Eric Shawn: Curtis Sliwa on his campaign for NYC mayor
What he says big cities need right now to confront rising crime, troubled economies… and save rescue pets
New York City mayoral candidate Curtis Sliwa, a Republican, is sounding the alarm on what he calls the “slow creep of CRT,” or critical race theory, into the city’s public schools.
Democratic Mayor Bill de Blasio recently committed $635 million to help students’ academic recovery after the pandemic, and Sliwa took issue with more than $200 million that will go toward a diversity-focused curriculum.
“I got three sons in public schools, all of whom should have been redshirted – as all children should have been redshirted because we stole an academic year from them in which they spent half the time playing Fortnite and Roblox instead of listening to instruction – if they even had a laptop,” he told Fox News Wednesday. “Instead of doing that and leaving everyone back and allowing them to progress academically, we’re talking about the problem [of] systemic racism.”
He argued that New York City public schools and teachers should be more focused on working through behavioral issues in the classroom and teaching basic reading, writing and arithmetic skills, especially at the elementary and middle school levels, than focusing on lessons about race and culture.
The Republican candidate for mayor for New York City, Curtis Sliwa, joins hundreds of police, fire, hospital and other first responder workers in a ticker tape parade. (Photo by Spencer Platt/Getty Images)
“Let’s face it. If the kid can’t read, if the child can’t write, if the child can’t function in a classroom atmosphere, how can [educators] anticipate creating a culturally diverse curriculum that is going to address that problem?” he said. “So it’s back to the basics.

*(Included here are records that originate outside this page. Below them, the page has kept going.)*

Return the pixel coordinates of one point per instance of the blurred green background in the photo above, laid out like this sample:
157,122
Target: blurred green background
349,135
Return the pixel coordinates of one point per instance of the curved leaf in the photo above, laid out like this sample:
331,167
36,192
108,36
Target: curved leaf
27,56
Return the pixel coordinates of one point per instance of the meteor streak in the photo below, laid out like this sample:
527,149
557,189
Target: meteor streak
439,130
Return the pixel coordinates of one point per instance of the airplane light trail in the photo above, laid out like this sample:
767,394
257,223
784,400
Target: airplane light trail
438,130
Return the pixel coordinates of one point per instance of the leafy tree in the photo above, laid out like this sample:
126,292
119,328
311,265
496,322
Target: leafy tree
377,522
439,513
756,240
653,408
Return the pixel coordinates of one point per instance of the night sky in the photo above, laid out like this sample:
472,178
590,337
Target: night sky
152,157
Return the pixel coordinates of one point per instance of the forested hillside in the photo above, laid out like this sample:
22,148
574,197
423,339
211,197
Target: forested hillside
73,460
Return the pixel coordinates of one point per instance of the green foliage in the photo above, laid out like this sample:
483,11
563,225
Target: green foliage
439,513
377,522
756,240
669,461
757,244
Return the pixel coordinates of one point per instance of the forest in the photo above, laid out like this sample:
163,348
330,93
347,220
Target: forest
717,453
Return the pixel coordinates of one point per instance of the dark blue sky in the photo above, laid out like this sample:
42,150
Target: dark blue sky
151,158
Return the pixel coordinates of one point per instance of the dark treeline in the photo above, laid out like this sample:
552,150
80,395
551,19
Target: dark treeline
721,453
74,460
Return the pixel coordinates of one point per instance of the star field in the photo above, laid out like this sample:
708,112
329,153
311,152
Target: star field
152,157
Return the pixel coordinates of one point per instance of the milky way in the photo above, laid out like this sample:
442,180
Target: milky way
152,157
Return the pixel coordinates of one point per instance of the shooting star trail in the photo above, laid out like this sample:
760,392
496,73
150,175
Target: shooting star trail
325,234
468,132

It’s what I was raised with. It’s what most Americans were raised with. It worked for our generations. Why are we changing it for this new generation, and in fact, handicapping them?”
He added that he believes schools are no longer “teaching them the basic history, the basic civics and the basic patriotism that we were all raised with,” and that basic history lessons, such as lessons about the Holocaust and World War II in general, may lead to less violent crimes committed against the city’s Asian and Jewish populations.
The Guardian Angel candidate running on a “refund-the-police” platform noted that De Blasio committed $23 million to anti-bias training for public school teachers in 2018.
“The problem in the classrooms of our public school system is not any bias that teachers have. It’s not systemic racism that is causing the classrooms to be unmanageable with young people who are not only truant but disruptive in the classroom,” he said. “It’s the children and the young adults who need sessions in behavioral management and how to behave in school because clearly, they’re not getting that at home.”
Educators should be focused on teaching good “behavior,” he added.
Global history teacher Alis Anasal fills out paperwork in her classroom at West Brooklyn Community High School, in New York. (AP Photo/Kathy Willens, File)
“It should have been taught in the home before the child was even enrolled in school, junior high school, high school. This is the ongoing problem,” he said.
Less than half of New York City students in grades three through eight were proficient in English and math, according to state data, though students in the Big Apple had the highest proficiency scores compared to those in New York’s other four biggest cities including Yonkers, Buffalo, Syracuse and Rochester. Less than 15% of students in Rochester were proficient in both subjects
“That means we’re not focusing on reading, writing, arithmetic, and the most important is teaching our children respect to the administrators, safety officers and the other school personnel,” he said. “That’s where the problem is. And everybody wants to avoid it.”
Sliwa also criticized a push to block the New York Police Department’s supervision of public schools and the use of metal detectors before students are allowed inside.
“Knowing that many gang members go to schools, if for nothing more [than] to recruit and sell drugs, they’re going to be able to resolve their disputes in the classrooms, in the lunchrooms, within the school buildings itself, because now they won’t even fear… a pat-down or having to go put their backpack through a metal detector,” he said. “This is not focusing on what the real problem is.”
The former Brooklyn Prep student is looking to replace de Blasio and oust competitor Eric Adams in the city’s 2021 mayoral election.